Em 2017 e 2021, uma cena se repetiu no Congresso nacional: depois de meses de discussão sobre a necessidade de uma reforma política que alterasse o sistema de votação no Brasil, os parlamentares resolveram preservar o status quo, aprovando emendas à Constituição com mudanças meramente superficiais nas regras eleitorais do país. Por duas vezes, os congressistas perderam a oportunidade de corrigir distorções graves no modelo das eleições para o Legislativo.

Uma reforma política verdadeira – e não cosmética, como as de 2017 e 2021 – é urgente para o Brasil. O modelo proporcional, tal como foi concebido para as eleições nacionais, tem seus méritos, ao procurar refletir com uma certa precisão a distribuição de preferências partidárias que se encontra em uma unidade da federação. No entanto, ele gera importantes distorções na configuração dos próprios partidos, na escolha pelos partidos de seus candidatos e na relação entre eleitor e seus representantes, que tende a ser muito distante.

O defeito mais unanimemente reconhecido desse modelo é também bastante relevante – ainda que não seja propriamente o mais importante – na medida em que simboliza e resume as outras disfuncionalidades: o fenômeno dos “puxadores de votos”, candidatos que recebem votações muito expressivas e acabam trazendo para as casas legislativas alguns colegas de partido com baixo número de eleitores. O problema era especialmente agudo quando se permitia a coligação de partidos, de tal forma que um “puxador de voto” de determinado partido também carregava para a Câmara dos Deputados candidatos de outros partidos, integrantes da mesma coligação, sem que o eleitor tivesse a menor ideia de quem seu voto estava ajudando a eleger. A Emenda Constitucional n. 97/2017 extinguiu esse modelo nas eleições proporcionais. O problema, no entanto, continua o mesmo, apenas levemente diminuído nesse particular: o arrastão de outros candidatos, frequentemente inexpressivos, acontece apenas dentro do próprio partido.

Em um país onde a grande maioria dos partidos agrega filiados mais por conveniência política que por convicção ideológica, o sistema proporcional acaba sendo em boa medida um instrumento de deturpação da vontade popular. Celebridades e candidatos com maior potencial de obtenção de votos são disputados pelas siglas sem qualquer preocupação com uma plataforma de ideias. A popularidade de algumas pessoas é instrumentalizada para preservar grupos políticos que contam com pouco apoio do eleitorado, o que acaba favorecendo os caciques partidários e famílias de longa tradição eleitoral.

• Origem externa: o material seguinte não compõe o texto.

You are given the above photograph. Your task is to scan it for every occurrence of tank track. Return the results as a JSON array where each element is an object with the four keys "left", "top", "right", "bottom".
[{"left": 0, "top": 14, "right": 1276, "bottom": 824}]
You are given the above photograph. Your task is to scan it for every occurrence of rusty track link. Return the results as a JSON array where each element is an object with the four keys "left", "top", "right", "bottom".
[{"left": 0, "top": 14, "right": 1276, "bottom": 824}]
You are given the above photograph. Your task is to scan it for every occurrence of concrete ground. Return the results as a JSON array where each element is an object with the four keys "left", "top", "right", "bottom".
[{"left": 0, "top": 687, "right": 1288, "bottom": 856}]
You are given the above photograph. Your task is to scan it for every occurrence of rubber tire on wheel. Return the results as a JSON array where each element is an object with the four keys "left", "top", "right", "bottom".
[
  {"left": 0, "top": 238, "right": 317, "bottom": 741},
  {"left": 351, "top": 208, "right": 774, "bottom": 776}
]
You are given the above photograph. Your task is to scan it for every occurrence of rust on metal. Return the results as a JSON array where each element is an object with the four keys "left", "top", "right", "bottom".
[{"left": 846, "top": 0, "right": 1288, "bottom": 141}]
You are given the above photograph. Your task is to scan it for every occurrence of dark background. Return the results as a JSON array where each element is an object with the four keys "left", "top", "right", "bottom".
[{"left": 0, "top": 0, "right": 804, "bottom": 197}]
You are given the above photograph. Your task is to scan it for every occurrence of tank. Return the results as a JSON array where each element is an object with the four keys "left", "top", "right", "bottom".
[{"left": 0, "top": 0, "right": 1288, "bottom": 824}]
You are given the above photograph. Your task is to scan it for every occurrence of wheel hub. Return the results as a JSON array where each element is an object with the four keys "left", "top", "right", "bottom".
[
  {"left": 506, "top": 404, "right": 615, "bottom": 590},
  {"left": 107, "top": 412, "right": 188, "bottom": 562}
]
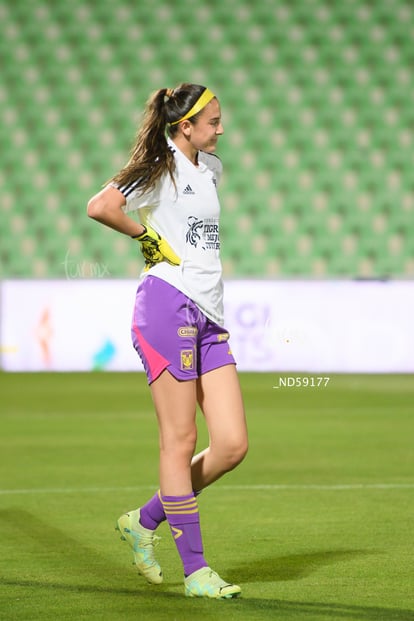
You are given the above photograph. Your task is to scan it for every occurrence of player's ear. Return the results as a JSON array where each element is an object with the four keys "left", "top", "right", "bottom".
[{"left": 180, "top": 120, "right": 192, "bottom": 138}]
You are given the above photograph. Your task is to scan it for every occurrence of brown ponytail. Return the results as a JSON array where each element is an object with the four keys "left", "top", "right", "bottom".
[{"left": 111, "top": 83, "right": 205, "bottom": 193}]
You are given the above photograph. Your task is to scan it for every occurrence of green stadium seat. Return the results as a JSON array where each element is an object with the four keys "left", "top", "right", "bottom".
[{"left": 0, "top": 0, "right": 414, "bottom": 278}]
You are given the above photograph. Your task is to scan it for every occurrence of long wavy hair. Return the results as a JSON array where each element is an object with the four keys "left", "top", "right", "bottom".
[{"left": 110, "top": 82, "right": 206, "bottom": 193}]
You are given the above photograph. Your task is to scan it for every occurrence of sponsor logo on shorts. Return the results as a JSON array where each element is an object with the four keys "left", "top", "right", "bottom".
[
  {"left": 217, "top": 332, "right": 230, "bottom": 343},
  {"left": 181, "top": 349, "right": 194, "bottom": 371},
  {"left": 177, "top": 326, "right": 198, "bottom": 337}
]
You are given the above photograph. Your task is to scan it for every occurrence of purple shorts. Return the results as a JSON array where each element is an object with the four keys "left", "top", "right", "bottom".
[{"left": 131, "top": 276, "right": 235, "bottom": 384}]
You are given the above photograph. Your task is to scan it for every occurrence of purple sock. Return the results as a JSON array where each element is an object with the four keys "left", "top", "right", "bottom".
[
  {"left": 139, "top": 491, "right": 166, "bottom": 530},
  {"left": 161, "top": 493, "right": 208, "bottom": 576}
]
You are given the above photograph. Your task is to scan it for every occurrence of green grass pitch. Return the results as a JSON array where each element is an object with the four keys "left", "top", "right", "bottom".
[{"left": 0, "top": 373, "right": 414, "bottom": 621}]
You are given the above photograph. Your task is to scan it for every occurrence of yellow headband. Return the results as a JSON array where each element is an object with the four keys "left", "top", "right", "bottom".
[{"left": 170, "top": 88, "right": 215, "bottom": 125}]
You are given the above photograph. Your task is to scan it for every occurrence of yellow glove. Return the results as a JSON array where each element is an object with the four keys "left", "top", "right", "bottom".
[{"left": 133, "top": 226, "right": 181, "bottom": 271}]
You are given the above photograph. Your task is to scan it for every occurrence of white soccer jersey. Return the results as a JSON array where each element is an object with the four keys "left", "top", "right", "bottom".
[{"left": 115, "top": 139, "right": 224, "bottom": 325}]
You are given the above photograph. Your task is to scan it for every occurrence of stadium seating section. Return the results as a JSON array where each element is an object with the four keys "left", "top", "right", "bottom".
[{"left": 0, "top": 0, "right": 414, "bottom": 278}]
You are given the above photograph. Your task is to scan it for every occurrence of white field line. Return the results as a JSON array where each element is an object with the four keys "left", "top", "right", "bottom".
[{"left": 0, "top": 483, "right": 414, "bottom": 496}]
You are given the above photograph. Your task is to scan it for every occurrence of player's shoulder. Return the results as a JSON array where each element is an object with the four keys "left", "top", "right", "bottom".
[{"left": 198, "top": 151, "right": 223, "bottom": 175}]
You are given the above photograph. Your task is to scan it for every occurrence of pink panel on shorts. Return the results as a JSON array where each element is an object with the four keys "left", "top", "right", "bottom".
[{"left": 133, "top": 325, "right": 171, "bottom": 383}]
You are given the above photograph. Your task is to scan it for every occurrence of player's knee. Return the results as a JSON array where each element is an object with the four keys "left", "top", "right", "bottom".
[{"left": 223, "top": 439, "right": 248, "bottom": 472}]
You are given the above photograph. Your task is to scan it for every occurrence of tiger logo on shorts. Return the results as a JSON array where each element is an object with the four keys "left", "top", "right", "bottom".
[{"left": 181, "top": 349, "right": 194, "bottom": 371}]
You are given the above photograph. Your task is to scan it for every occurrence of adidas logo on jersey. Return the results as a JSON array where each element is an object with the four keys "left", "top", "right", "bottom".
[{"left": 183, "top": 184, "right": 195, "bottom": 194}]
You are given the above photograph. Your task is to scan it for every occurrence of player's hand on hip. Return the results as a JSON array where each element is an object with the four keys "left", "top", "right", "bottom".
[{"left": 134, "top": 226, "right": 181, "bottom": 270}]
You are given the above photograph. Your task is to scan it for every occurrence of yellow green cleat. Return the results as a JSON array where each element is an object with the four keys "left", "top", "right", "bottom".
[
  {"left": 184, "top": 567, "right": 241, "bottom": 599},
  {"left": 115, "top": 509, "right": 163, "bottom": 584}
]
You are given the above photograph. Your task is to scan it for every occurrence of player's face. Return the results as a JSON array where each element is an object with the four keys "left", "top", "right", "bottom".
[{"left": 190, "top": 98, "right": 224, "bottom": 153}]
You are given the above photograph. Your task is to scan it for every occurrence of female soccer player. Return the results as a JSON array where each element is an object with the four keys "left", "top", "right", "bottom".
[{"left": 88, "top": 84, "right": 248, "bottom": 599}]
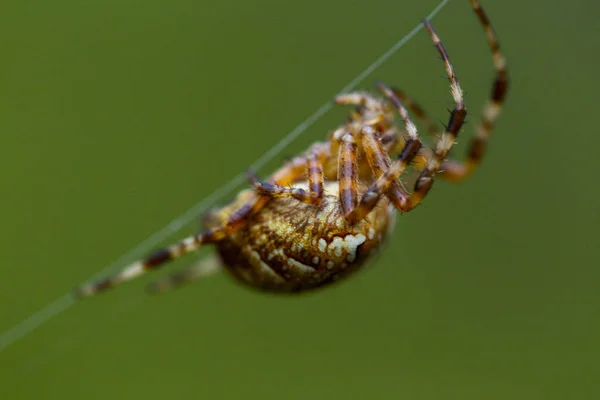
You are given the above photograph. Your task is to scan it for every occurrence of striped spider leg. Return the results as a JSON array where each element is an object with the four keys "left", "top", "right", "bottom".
[
  {"left": 390, "top": 0, "right": 509, "bottom": 182},
  {"left": 75, "top": 147, "right": 322, "bottom": 298}
]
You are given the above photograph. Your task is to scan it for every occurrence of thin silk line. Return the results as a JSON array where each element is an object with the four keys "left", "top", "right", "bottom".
[{"left": 0, "top": 0, "right": 450, "bottom": 352}]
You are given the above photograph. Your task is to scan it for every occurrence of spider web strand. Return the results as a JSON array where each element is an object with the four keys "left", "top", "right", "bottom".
[{"left": 0, "top": 0, "right": 450, "bottom": 352}]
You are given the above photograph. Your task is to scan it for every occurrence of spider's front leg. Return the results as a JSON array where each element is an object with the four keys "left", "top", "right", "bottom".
[
  {"left": 346, "top": 84, "right": 421, "bottom": 222},
  {"left": 384, "top": 0, "right": 509, "bottom": 182},
  {"left": 363, "top": 21, "right": 467, "bottom": 212}
]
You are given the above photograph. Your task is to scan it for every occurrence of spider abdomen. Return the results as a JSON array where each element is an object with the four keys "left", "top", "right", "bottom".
[{"left": 216, "top": 182, "right": 395, "bottom": 292}]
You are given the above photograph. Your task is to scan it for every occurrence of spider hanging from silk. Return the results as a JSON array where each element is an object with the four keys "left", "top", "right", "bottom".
[{"left": 76, "top": 0, "right": 508, "bottom": 297}]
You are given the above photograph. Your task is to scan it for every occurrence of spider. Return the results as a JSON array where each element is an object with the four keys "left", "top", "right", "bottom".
[{"left": 76, "top": 0, "right": 508, "bottom": 297}]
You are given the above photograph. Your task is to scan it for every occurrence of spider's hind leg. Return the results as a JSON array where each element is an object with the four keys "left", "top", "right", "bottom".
[
  {"left": 146, "top": 253, "right": 222, "bottom": 294},
  {"left": 74, "top": 193, "right": 265, "bottom": 298}
]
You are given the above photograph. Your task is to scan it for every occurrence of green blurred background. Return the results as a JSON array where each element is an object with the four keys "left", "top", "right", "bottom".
[{"left": 0, "top": 0, "right": 600, "bottom": 400}]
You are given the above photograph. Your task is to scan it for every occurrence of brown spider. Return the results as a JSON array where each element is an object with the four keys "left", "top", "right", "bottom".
[{"left": 77, "top": 0, "right": 508, "bottom": 297}]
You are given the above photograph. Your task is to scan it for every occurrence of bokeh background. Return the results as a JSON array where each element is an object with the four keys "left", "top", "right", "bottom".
[{"left": 0, "top": 0, "right": 600, "bottom": 400}]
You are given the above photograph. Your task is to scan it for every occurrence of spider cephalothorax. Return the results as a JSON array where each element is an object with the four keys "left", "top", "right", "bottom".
[{"left": 77, "top": 0, "right": 508, "bottom": 296}]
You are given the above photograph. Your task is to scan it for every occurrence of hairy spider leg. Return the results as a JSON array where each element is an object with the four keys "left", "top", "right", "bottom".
[
  {"left": 249, "top": 143, "right": 329, "bottom": 204},
  {"left": 75, "top": 147, "right": 314, "bottom": 298},
  {"left": 348, "top": 87, "right": 421, "bottom": 221},
  {"left": 75, "top": 201, "right": 264, "bottom": 298},
  {"left": 350, "top": 20, "right": 467, "bottom": 220},
  {"left": 146, "top": 253, "right": 222, "bottom": 294},
  {"left": 384, "top": 0, "right": 509, "bottom": 182},
  {"left": 442, "top": 0, "right": 508, "bottom": 181}
]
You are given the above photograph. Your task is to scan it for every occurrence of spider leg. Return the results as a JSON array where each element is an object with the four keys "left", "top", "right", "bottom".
[
  {"left": 349, "top": 15, "right": 467, "bottom": 220},
  {"left": 383, "top": 0, "right": 508, "bottom": 182},
  {"left": 442, "top": 0, "right": 508, "bottom": 181},
  {"left": 347, "top": 83, "right": 421, "bottom": 222},
  {"left": 405, "top": 20, "right": 467, "bottom": 211},
  {"left": 75, "top": 198, "right": 265, "bottom": 298},
  {"left": 249, "top": 145, "right": 327, "bottom": 204},
  {"left": 338, "top": 132, "right": 358, "bottom": 219},
  {"left": 147, "top": 253, "right": 222, "bottom": 294}
]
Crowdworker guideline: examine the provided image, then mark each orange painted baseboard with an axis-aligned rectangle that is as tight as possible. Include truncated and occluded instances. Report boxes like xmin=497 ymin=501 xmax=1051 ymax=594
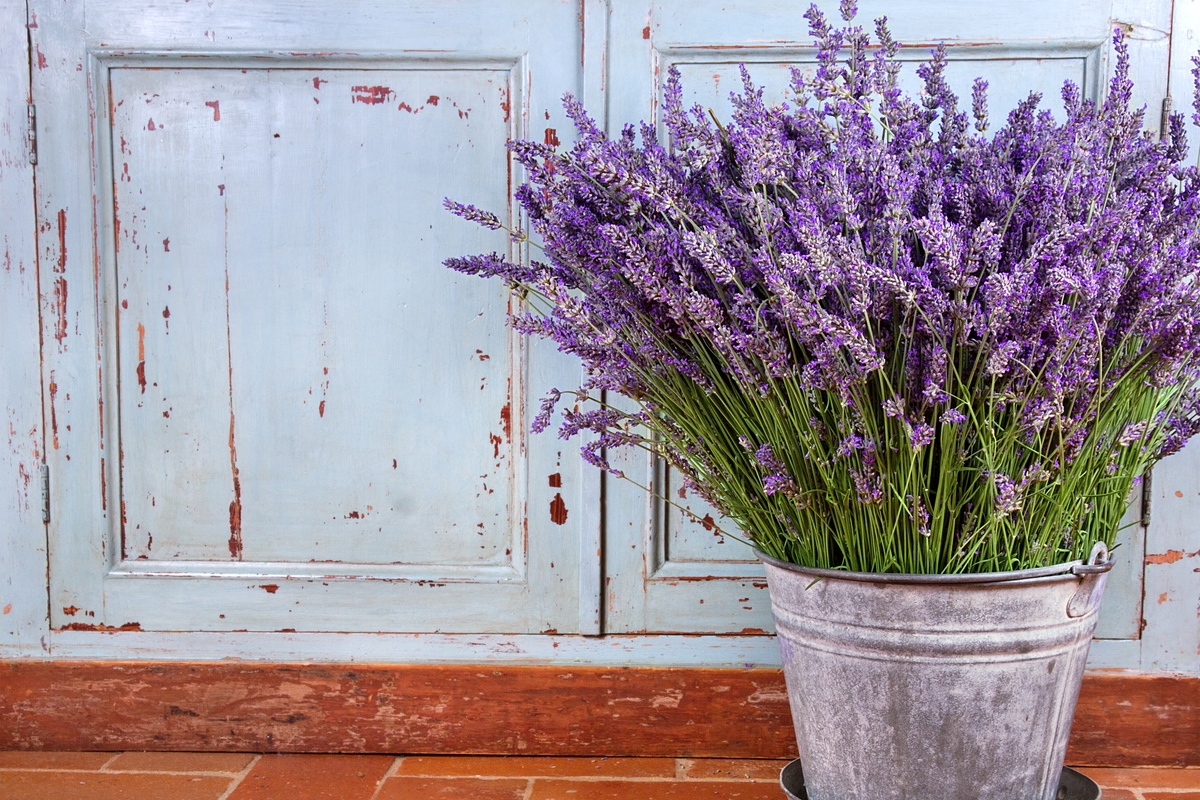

A essência, no entanto, da debilidade do modelo é a distância entre eleitor e candidatos. Como a circunscrição, para a eleição da Câmara dos Deputados, é cada estado da federação; como os estados no Brasil têm muitas vezes dimensões territoriais equivalentes à de países inteiros; como em cada circunscrição se escolhem deputados para todas as vagas do estado, o que leva cada partido a apresentar uma infinidade de candidatos, que têm de ser apresentados para uma população importante, dispersa por um território igualmente significativo; em razão de todos esses motivos, não há a menor possibilidade de os cidadãos se conectarem com seus candidatos de maneira minimamente efetiva.

Nos últimos tempos, alguns parlamentares têm defendido a substituição do sistema proporcional pela criação do “distritão”, modelo pelo qual são eleitos os candidatos que forem mais votados, independentemente do partido a que pertençam. Segundo os defensores desse sistema, ele garantiria uma representação mais fiel da vontade do eleitor, já que os candidatos com mais votos se elegeriam.

Mas a realidade é mais complexa: o distritão tende a favorecer o personalismo nas candidaturas, a aumentar os gastos das campanhas e a privilegiar os candidatos com mais recursos financeiros e mais conhecidos do eleitor por outros motivos que não os políticos, como o fato de serem esportistas, artistas, jornalistas, etc. Seria, portanto, um antídoto com efeitos colaterais potencialmente piores do que os problemas que ele poderia resolver.

Para amenizar as distorções criadas pelo sistema proporcional, uma solução efetiva seria a adoção do voto distrital misto.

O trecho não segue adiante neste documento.